Y el príncipe Andréi, después de haber dado las órdenes para la partida, se retiró a su habitación.
—Querido amigo— le dijo Bilibin reuniéndose con él. —He pensado en usted. ¿Por qué se marcha?
Y como para probar que sus razones eran indiscutibles, todas las arrugas de su rostro desaparecieron.
El príncipe Andréi miró inquisitivo a su interlocutor, pero no respondió nada.
—¿Por qué se va? Bien, lo sé... Cree que su deber es incorporarse al ejército cuando el ejército está en peligro. Lo comprendo, mon cher, c’est de l’héroïsme. 181
—Nada de eso— repuso el príncipe Andréi.
—Pero usted es un philosophe. Séalo hasta el fin, mire las cosas desde otro punto de vista y verá que su deber, por el contrario, está en guardar su persona. Deje eso a quienes no sirven para otra cosa... Nadie le ha ordenado que regrese y nadie le ha dado permiso para partir de aquí. Por lo tanto, puede quedarse e ir con nosotros hasta donde nos lleve nuestra desventurada suerte. Dicen que vamos a Olmütz, que es una bonita ciudad. Podemos ir tranquilamente los dos en mi coche.
—Basta de bromas, Bilibin— dijo Bolkonski.
—Le hablo francamente y como un amigo. Razonemos. ¿Adonde va y por qué se va ahora que puede quedarse aquí? Pueden ocurrir dos cosas— y la sien izquierda se le cubrió de arrugas: —una, que antes de llegar al ejército se haya firmado la paz; otra, la derrota y la vergüenza con todo el ejército de Kutúzov.
Y Bilibin distendió sus arrugas y sonrió complacido, advirtiendo la impecabilidad de su dilema.
—Yo no soy quién para discutir sobre esto— replicó fríamente el príncipe Andréi. Y añadió mentalmente: “Voy a salvar al ejército”.
—Vous êtes un héros, mon cher— dijo Bilibin. 182
XIII
Aquella misma noche, después de despedirse del ministro de la Guerra, Bolkonski partió para incorporarse al ejército, sin saber siquiera dónde podría encontrarlo y temiendo caer, en el camino de Krems, en manos de los franceses.

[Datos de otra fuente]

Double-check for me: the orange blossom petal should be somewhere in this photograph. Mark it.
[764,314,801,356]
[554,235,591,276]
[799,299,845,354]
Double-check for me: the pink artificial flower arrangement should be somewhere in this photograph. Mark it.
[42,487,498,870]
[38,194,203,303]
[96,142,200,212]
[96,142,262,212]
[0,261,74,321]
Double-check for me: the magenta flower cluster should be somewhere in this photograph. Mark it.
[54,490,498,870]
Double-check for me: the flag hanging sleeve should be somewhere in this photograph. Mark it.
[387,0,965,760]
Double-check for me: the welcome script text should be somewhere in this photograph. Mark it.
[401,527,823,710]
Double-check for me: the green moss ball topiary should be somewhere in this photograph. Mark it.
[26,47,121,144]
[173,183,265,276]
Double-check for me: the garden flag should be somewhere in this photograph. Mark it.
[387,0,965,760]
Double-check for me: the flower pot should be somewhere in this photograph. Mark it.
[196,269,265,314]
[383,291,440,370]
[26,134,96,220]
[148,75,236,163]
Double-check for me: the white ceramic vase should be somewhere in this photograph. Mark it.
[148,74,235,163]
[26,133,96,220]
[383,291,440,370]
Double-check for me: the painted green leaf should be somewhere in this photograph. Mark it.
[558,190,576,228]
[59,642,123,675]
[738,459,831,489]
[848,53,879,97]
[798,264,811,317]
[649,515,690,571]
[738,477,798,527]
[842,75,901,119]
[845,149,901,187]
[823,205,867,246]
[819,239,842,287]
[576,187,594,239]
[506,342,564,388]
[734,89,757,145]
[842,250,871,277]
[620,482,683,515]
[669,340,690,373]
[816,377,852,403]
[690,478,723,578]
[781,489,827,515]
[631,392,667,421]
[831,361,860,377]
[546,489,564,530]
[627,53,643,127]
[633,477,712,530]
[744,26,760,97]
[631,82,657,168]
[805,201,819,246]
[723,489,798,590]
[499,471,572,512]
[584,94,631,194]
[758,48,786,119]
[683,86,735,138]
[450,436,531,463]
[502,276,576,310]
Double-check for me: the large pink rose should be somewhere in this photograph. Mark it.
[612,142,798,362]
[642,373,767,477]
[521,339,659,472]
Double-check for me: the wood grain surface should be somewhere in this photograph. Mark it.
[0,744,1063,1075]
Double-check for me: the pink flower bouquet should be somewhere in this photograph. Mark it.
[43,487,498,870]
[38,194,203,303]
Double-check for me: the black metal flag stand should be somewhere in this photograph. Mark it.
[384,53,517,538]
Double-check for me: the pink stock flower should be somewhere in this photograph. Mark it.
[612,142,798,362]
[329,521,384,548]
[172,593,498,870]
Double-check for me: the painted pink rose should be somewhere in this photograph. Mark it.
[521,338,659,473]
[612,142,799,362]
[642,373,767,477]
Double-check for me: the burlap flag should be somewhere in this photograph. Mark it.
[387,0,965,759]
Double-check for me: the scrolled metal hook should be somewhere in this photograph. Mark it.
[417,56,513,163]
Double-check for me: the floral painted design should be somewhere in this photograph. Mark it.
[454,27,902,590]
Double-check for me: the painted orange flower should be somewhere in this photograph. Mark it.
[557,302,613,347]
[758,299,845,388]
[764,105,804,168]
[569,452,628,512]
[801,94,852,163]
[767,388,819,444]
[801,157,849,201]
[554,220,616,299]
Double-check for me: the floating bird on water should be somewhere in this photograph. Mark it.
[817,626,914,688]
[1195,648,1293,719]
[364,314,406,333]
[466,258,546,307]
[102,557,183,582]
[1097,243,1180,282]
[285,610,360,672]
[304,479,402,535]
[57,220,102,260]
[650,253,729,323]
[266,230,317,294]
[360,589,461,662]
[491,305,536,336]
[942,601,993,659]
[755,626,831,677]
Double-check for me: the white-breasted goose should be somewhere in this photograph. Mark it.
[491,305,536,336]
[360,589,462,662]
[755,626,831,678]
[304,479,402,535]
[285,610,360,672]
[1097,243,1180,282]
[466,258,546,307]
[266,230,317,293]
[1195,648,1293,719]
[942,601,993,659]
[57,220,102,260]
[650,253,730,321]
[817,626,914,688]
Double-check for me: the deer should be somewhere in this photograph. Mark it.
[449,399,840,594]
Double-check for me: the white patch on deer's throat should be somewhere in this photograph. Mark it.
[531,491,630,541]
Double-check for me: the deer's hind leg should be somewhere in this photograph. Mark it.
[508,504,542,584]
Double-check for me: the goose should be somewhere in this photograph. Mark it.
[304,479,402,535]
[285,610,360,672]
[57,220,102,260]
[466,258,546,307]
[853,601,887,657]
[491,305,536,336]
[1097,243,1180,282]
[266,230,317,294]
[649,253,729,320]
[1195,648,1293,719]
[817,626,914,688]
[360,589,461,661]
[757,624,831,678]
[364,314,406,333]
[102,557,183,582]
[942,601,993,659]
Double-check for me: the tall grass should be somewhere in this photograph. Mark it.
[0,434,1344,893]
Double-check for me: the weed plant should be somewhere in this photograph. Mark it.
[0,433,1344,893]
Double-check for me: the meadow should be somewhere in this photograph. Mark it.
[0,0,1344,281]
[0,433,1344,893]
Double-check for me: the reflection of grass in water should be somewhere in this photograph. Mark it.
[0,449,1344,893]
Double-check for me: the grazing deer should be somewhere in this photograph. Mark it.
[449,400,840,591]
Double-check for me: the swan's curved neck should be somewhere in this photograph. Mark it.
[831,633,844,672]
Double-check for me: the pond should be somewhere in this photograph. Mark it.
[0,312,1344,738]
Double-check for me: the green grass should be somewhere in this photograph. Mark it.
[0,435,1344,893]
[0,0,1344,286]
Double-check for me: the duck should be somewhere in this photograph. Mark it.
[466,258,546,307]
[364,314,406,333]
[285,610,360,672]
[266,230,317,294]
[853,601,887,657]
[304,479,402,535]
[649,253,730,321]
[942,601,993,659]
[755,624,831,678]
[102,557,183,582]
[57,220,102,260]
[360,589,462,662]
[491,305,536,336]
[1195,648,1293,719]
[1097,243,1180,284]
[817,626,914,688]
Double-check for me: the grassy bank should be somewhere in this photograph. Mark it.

En Brünn toda la corte hacía sus maletas y enviaba los bagajes pesados a Olmütz. Cerca de Etzelsdorf, el príncipe Andréi salió al camino por el cual se retiraba el ejército ruso a grandes marchas y en el mayor desorden. Estaba tan embotellado de carros que era prácticamente imposible seguir adelante con el coche. El príncipe Andréi pidió al jefe de los cosacos un caballo y uno de sus hombres como escolta y, hambriento y cansado, prosiguió su marcha, adelantando los trenes regimentales en busca del comandante en jefe y su coche. Corrían por el camino los más alarmantes rumores sobre la suerte del ejército, y el aspecto de ese mismo ejército, que huía en desorden, confirmaba los rumores.
" Cette armée russe que l’or de l’Angleterre a transportée des extrémités de l’univers, nous allons lui faire éprouver le même sort (le sort de l’armée d’Ulm)", 183recordó las palabras de la proclama de Bonaparte a sus soldados al empezar la campaña, palabras que excitaban su admiración por el héroe genial, un sentimiento de orgullo herido y la esperanza de la gloria.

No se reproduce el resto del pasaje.